Large, well-run organizations don't make a habit of jumping on every new fad. Yet this is exactly what led to the abrupt firing of President Sullivan -- she apparently wasn't ready to chase headfirst after David Brooks's latest fancy.

The larger point is that the Board of Visitors has misread their business textbooks. Brooks writes, "What happened to the newspaper and magazine business is about to happen to higher education: a rescrambling around the Web." Rector Dragas, Vice Rector Kington and the rest of their cabal took him too literally. To put it bluntly, they're just plain wrong.

This is a common misunderstanding of disruption theory. Clayton Christensen coined the term in his 1997 book, The Innovator's Dilemma. He has written a series of popular business titles on the topic ever since. Disruptive innovations are ones that undermine existing markets, leveling unsuspecting market leaders. The Internet is often treated as One Big Disruption.
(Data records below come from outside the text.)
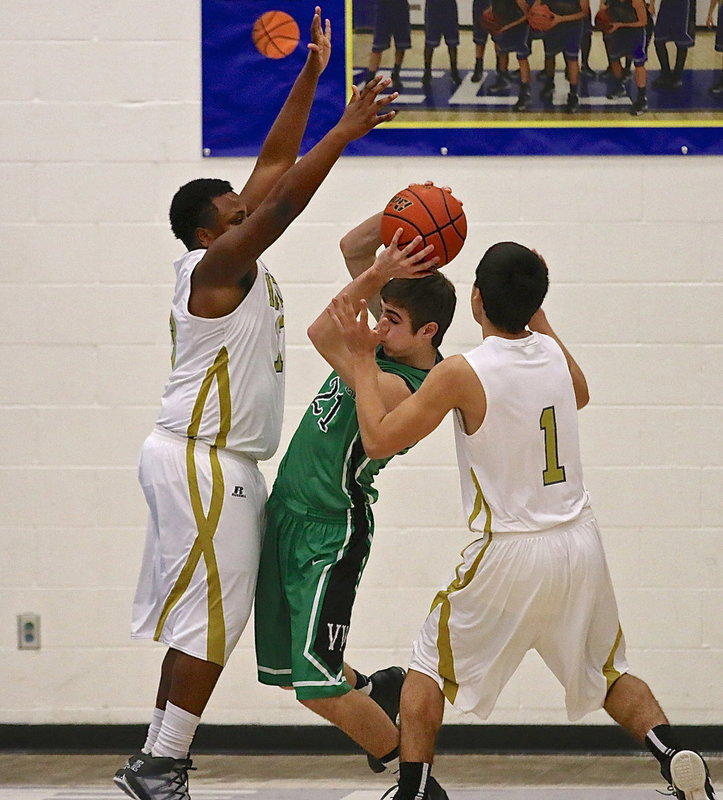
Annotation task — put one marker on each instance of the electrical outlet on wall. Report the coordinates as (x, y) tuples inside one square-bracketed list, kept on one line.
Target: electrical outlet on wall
[(28, 632)]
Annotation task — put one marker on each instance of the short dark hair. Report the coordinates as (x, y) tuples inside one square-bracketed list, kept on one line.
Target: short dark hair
[(192, 207), (430, 299), (513, 283)]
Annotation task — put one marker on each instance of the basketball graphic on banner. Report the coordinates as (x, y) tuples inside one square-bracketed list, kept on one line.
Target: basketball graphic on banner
[(275, 34)]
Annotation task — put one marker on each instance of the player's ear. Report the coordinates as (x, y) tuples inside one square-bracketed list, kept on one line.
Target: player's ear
[(429, 330), (204, 237)]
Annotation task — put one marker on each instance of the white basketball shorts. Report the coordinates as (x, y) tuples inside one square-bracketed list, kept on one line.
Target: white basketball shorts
[(513, 592), (201, 558)]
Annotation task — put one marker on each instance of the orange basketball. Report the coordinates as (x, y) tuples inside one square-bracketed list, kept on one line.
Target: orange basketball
[(429, 212), (540, 17), (275, 34)]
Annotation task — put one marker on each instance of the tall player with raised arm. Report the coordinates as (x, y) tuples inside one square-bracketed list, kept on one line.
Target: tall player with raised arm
[(536, 576), (221, 413)]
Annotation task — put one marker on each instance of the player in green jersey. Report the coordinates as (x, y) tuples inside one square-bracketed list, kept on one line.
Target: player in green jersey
[(319, 518)]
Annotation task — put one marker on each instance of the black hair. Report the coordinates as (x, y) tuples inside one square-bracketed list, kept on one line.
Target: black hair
[(192, 207), (430, 299), (513, 283)]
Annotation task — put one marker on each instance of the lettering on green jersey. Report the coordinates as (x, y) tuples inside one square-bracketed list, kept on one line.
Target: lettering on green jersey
[(326, 404)]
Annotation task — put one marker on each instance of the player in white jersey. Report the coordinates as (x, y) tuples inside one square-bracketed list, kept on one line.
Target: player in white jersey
[(221, 412), (536, 576)]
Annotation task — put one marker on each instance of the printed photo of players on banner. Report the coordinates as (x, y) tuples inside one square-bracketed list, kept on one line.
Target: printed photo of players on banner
[(477, 77)]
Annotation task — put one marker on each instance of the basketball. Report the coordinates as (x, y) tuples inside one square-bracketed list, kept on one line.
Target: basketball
[(275, 34), (540, 17), (429, 212), (490, 21), (603, 22)]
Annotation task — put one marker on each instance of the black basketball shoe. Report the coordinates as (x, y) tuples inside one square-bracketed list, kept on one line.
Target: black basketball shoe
[(432, 791), (688, 776)]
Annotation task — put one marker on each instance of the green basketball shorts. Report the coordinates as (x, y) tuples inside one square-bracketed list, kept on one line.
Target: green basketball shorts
[(309, 572)]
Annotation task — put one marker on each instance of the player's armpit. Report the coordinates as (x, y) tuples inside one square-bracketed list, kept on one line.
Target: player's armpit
[(446, 386)]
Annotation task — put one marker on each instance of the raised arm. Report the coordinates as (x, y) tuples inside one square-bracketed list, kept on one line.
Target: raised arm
[(281, 146), (540, 324), (450, 384), (359, 248), (222, 277), (392, 262)]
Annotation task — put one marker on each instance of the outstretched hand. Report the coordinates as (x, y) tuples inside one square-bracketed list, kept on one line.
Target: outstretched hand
[(359, 338), (394, 262), (320, 44), (362, 112)]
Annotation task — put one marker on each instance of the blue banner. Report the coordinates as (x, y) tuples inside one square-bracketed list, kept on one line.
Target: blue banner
[(250, 60)]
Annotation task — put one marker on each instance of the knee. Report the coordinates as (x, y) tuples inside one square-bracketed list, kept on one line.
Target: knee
[(323, 706)]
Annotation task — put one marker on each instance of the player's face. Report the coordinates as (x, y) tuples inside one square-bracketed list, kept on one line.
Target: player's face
[(395, 332), (231, 211)]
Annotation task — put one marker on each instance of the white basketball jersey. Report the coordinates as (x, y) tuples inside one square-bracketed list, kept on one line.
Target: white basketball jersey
[(227, 380), (521, 470)]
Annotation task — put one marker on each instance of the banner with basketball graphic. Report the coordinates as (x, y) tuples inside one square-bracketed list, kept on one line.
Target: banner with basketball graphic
[(475, 77)]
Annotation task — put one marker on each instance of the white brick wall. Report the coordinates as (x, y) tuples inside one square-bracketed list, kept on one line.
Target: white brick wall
[(100, 124)]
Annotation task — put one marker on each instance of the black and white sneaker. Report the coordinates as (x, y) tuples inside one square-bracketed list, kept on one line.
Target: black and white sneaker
[(688, 776), (432, 791), (119, 777), (386, 691), (155, 778)]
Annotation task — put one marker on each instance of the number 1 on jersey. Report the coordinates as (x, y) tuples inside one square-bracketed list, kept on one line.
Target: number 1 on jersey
[(553, 472)]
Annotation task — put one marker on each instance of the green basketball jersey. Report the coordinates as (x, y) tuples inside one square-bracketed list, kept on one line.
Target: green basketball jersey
[(325, 469)]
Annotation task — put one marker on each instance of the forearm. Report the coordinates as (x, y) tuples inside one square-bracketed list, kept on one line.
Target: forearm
[(284, 139), (281, 146), (370, 408), (366, 286), (359, 246)]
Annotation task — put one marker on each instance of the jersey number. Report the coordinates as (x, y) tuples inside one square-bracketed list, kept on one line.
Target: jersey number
[(319, 406), (553, 472)]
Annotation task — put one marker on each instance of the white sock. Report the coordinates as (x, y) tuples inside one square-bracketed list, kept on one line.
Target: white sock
[(393, 766), (176, 733), (153, 729)]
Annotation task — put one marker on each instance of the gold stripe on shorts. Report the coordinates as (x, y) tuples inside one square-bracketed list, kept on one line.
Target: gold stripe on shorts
[(206, 525), (609, 671), (444, 642)]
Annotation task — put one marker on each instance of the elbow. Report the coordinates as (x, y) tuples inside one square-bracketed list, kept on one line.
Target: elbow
[(313, 333), (346, 245), (375, 453), (375, 450)]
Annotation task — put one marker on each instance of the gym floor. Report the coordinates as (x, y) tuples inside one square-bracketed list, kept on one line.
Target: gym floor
[(25, 776)]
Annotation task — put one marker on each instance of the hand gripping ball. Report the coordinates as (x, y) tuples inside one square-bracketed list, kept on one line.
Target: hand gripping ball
[(429, 212)]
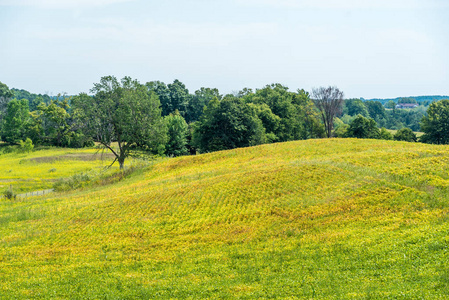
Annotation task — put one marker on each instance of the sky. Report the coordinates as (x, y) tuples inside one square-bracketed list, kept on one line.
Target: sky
[(369, 49)]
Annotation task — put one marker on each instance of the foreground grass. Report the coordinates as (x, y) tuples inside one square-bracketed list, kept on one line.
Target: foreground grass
[(311, 219)]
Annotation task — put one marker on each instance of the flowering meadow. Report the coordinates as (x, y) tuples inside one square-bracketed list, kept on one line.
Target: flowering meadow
[(325, 219)]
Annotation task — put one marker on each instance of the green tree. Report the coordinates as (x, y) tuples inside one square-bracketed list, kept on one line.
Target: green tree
[(435, 124), (405, 134), (163, 93), (227, 124), (384, 134), (27, 145), (199, 101), (363, 128), (177, 131), (286, 116), (329, 103), (122, 112), (179, 97), (16, 120), (5, 96), (390, 104)]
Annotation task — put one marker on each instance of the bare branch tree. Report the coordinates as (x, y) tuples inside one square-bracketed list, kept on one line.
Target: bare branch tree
[(329, 102)]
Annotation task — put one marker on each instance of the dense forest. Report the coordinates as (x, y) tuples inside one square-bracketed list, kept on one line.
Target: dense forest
[(167, 119)]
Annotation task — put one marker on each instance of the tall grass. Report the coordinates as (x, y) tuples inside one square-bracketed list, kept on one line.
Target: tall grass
[(325, 219)]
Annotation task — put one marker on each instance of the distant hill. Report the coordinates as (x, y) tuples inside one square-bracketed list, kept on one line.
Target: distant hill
[(417, 98)]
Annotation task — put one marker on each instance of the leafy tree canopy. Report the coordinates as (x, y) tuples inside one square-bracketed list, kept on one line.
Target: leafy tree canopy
[(435, 124)]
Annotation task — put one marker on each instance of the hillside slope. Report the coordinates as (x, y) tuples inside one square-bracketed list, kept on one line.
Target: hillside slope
[(338, 218)]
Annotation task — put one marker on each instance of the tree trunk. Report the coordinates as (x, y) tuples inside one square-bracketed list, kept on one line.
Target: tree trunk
[(121, 161)]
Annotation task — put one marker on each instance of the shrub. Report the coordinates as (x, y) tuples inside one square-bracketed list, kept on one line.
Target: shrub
[(27, 145), (405, 134)]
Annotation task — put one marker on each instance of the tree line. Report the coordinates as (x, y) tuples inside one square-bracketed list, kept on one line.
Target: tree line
[(165, 119)]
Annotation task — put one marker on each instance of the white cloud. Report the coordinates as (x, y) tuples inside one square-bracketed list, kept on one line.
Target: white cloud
[(60, 4), (346, 4)]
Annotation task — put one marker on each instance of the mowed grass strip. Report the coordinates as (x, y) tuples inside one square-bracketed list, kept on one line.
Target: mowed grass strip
[(326, 219), (38, 170)]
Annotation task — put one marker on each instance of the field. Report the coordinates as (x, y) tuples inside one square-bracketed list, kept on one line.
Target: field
[(324, 219), (38, 170)]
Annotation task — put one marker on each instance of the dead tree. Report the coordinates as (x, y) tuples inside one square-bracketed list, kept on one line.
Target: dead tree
[(329, 102)]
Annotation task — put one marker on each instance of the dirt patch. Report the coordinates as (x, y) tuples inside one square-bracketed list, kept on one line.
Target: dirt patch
[(81, 157)]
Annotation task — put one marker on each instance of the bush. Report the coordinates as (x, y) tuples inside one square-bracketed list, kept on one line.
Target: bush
[(405, 134), (363, 128), (384, 134), (27, 145)]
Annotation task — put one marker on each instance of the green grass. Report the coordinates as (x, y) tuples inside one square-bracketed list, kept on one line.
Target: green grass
[(324, 219), (39, 170)]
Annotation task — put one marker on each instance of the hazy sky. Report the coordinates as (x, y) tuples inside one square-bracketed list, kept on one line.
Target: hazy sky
[(372, 48)]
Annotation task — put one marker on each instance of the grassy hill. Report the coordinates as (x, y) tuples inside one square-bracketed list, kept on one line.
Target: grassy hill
[(326, 219)]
That's fine shorthand if you're writing a pithy op-ed, but it misses some important nuance: what drives disruptive innovation is the collapse of revenue streams, not the appearance of competition.

Let's take the newspapers as an example. Blogs haven't undermined the newspapers. NYTimes.com and CNN.com get more traffic than any single blog. More people are reading the Times than ever before, in fact. Direct competition from citizen journalists hasn't been a problem for the news industry. It turns out that most of us prefer our news from journalists. Newspapers don't have a readership problem, they have a revenue problem. The plague on the newspaper business has come from Craigslist and Google AdWords. Craigslist fundamentally changed the classified advertising business, while Google revolutionized the rest of the advertising market. And once revenues collapsed, news conglomerates could no longer pay off the debts they accrued through a decade of leveraged buyouts and consolidations. Hence, we're left with newspaper disruption. The same is true with books and even (as my own research shows) with political advocacy organizations. It isn't direct competition that undermines market leaders. It's the decline of revenue streams, making it impossible to pay for your old infrastructure.
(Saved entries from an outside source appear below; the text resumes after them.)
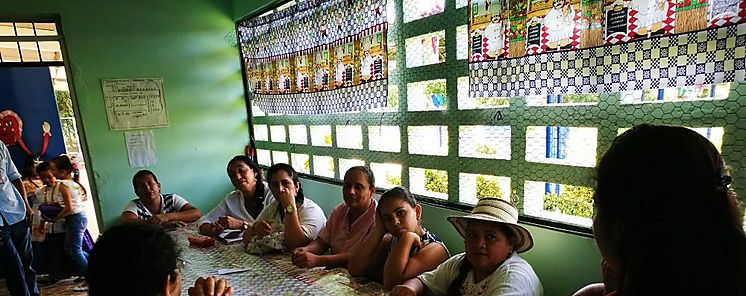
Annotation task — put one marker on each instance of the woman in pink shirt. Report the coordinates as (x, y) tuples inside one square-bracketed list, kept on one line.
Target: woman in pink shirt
[(347, 226)]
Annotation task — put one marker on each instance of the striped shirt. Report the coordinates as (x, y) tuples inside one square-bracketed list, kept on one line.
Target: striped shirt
[(169, 203)]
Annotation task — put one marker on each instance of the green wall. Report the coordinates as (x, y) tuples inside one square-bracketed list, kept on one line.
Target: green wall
[(179, 41), (563, 262)]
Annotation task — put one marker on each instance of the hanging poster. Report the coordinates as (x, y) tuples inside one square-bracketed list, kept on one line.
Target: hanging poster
[(373, 61), (321, 70), (344, 66), (303, 73), (488, 29), (651, 17), (134, 103)]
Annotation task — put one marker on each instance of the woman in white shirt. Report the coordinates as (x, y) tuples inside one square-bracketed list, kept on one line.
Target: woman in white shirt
[(240, 207), (288, 222), (490, 265)]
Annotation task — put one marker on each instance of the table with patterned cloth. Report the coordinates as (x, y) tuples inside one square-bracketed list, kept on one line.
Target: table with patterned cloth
[(272, 274)]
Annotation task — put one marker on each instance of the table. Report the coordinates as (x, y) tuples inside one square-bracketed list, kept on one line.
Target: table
[(272, 274)]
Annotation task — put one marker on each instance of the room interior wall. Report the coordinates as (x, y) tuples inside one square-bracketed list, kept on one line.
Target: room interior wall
[(183, 42)]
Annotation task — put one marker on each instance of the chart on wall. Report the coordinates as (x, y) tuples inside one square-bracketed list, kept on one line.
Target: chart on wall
[(135, 103)]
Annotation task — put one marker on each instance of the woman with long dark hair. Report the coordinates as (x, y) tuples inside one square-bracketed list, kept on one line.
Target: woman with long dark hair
[(666, 221), (288, 222), (242, 206)]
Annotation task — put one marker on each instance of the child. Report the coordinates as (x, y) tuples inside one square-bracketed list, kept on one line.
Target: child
[(47, 201), (398, 248), (490, 265), (347, 226), (76, 222)]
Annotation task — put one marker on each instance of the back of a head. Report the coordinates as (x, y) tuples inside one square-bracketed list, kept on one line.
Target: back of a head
[(663, 198), (131, 259)]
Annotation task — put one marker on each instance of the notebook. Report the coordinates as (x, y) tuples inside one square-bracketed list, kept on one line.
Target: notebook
[(230, 236)]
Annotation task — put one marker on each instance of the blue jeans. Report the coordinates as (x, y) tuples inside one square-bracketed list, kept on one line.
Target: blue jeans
[(75, 225), (16, 257)]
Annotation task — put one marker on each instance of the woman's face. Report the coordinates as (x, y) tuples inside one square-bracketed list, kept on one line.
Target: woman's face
[(147, 187), (398, 216), (242, 176), (47, 178), (486, 245), (58, 173), (282, 185), (356, 190)]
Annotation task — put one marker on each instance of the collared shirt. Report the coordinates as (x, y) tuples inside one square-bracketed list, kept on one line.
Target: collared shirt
[(344, 235), (169, 203), (12, 208), (234, 205)]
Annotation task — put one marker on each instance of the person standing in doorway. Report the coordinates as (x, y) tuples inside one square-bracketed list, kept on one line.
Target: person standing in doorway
[(15, 239)]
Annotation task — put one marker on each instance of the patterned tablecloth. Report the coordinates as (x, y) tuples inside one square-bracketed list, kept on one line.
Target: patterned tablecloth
[(268, 274)]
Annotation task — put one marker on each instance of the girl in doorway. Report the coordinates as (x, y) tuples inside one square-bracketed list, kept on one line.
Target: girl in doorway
[(398, 248), (76, 222)]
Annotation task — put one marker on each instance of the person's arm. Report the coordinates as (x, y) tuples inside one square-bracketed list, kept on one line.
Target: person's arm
[(67, 200), (410, 287), (371, 253), (18, 184), (400, 266)]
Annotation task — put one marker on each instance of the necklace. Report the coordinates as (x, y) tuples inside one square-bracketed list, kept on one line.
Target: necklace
[(51, 194)]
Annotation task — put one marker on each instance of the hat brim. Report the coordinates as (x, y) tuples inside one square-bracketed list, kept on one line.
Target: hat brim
[(524, 240)]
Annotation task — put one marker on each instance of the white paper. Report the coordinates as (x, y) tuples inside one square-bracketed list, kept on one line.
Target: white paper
[(140, 148), (231, 270), (134, 103)]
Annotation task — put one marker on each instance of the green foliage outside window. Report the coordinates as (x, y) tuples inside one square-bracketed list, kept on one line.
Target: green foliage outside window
[(492, 102), (64, 103), (574, 200), (579, 98), (437, 89), (436, 181), (485, 149), (487, 187), (393, 180)]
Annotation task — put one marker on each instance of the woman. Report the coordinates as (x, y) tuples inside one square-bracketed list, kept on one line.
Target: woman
[(142, 259), (238, 209), (73, 210), (169, 210), (665, 221), (288, 222), (398, 248), (347, 226), (490, 265)]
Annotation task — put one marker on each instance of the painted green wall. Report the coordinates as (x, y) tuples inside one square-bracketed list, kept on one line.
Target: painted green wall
[(179, 41), (563, 262)]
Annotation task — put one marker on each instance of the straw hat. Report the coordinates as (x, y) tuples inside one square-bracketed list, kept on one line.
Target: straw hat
[(498, 211)]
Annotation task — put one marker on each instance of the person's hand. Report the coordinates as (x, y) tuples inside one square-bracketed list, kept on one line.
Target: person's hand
[(210, 286), (262, 228), (174, 224), (158, 219), (304, 259), (30, 214), (401, 290), (214, 229), (228, 222)]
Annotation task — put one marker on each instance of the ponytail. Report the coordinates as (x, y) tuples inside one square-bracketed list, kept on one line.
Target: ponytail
[(63, 162)]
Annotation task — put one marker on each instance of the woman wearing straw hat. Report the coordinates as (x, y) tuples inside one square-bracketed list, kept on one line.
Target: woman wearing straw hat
[(490, 265)]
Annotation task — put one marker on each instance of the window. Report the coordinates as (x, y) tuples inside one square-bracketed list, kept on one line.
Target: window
[(441, 122)]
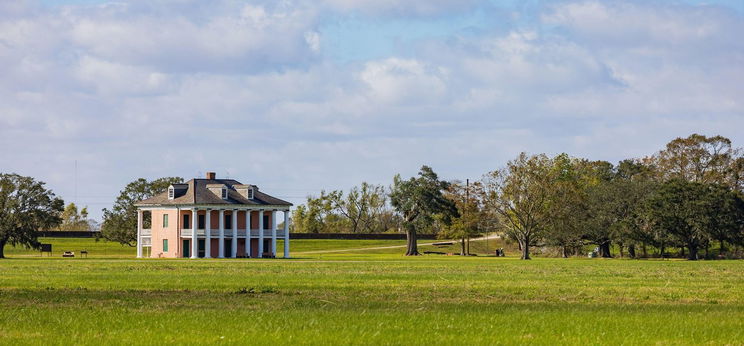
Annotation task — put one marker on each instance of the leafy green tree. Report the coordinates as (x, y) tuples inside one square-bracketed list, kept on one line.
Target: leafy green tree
[(679, 208), (419, 200), (72, 220), (567, 204), (698, 158), (723, 216), (25, 208), (361, 207), (469, 222), (120, 223), (519, 195)]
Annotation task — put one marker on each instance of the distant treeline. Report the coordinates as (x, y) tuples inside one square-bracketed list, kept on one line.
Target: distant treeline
[(687, 196)]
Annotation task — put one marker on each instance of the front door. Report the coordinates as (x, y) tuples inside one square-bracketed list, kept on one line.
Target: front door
[(201, 248), (186, 248), (228, 247)]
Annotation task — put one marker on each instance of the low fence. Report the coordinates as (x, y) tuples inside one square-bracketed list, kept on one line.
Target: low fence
[(348, 236), (68, 234)]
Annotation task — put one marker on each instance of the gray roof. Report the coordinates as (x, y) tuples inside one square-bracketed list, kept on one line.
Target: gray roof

Revenue problems for public universities are not originating in competition from online learning programs. They're coming through systematic defunding by state legislatures. Higher education in America faces its share of problems, to be sure. Tuition soars and students are racking up mountains of debt. But the underlying revenue model faces no direct threat. A modern-day Good Will Hunting might gain his education through MIT's online lectures rather than a Boston public library card, but the great mass of privileged 18-year-olds will keep heading off to college. Neither the University of Phoenix nor MIT's online courses offer a replacement for the college experience that students are currently paying for. And competition does not equal disruption.
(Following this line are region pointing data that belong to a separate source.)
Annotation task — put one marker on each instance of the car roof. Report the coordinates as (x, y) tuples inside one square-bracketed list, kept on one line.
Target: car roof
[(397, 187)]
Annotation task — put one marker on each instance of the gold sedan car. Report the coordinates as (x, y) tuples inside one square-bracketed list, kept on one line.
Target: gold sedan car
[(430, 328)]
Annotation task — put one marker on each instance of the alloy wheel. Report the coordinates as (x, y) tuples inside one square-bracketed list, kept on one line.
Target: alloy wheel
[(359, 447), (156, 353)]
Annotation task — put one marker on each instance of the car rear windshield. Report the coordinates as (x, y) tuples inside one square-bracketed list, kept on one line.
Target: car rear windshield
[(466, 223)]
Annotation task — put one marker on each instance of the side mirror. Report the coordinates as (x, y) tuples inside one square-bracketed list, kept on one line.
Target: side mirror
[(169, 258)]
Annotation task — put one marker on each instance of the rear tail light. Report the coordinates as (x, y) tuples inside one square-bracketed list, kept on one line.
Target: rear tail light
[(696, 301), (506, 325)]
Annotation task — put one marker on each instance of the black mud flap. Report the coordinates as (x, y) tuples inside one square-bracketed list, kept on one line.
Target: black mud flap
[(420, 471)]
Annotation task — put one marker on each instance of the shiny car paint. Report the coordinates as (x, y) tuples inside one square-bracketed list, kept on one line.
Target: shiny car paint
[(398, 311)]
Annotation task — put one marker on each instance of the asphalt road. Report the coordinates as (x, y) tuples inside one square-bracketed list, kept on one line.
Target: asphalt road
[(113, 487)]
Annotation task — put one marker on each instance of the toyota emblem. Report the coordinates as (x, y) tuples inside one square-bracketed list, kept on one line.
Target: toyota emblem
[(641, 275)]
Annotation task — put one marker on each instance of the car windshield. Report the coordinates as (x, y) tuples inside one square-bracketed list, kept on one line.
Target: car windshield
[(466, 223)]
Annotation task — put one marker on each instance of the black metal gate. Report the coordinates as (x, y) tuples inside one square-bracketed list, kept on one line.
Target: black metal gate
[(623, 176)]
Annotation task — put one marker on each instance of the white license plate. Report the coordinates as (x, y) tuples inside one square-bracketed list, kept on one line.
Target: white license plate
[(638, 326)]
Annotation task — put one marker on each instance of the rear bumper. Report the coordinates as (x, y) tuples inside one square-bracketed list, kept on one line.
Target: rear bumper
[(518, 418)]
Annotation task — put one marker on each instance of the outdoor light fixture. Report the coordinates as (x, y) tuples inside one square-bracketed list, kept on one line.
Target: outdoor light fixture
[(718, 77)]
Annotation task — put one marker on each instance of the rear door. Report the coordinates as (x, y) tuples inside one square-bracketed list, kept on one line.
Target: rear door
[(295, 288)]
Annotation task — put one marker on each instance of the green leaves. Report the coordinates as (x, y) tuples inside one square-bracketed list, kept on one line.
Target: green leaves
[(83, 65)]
Behind all the silly jargon about "strategic dynamism," it appears the great tragedy of the UVA Board of Visitors is not that they've brought effective business sense into the Ivory Tower. It is that their business acumen proves stunningly lackluster.

This is governance through second-hand op-ed clippings. It is governance through rah-rah PowerPoint presentations. It is governance through Cliff's Notes and Wikipedia pages. It bears no resemblance to an effectively-run company, much less an effectively-run university.

The University of Virginia deserves better than this, in so many ways.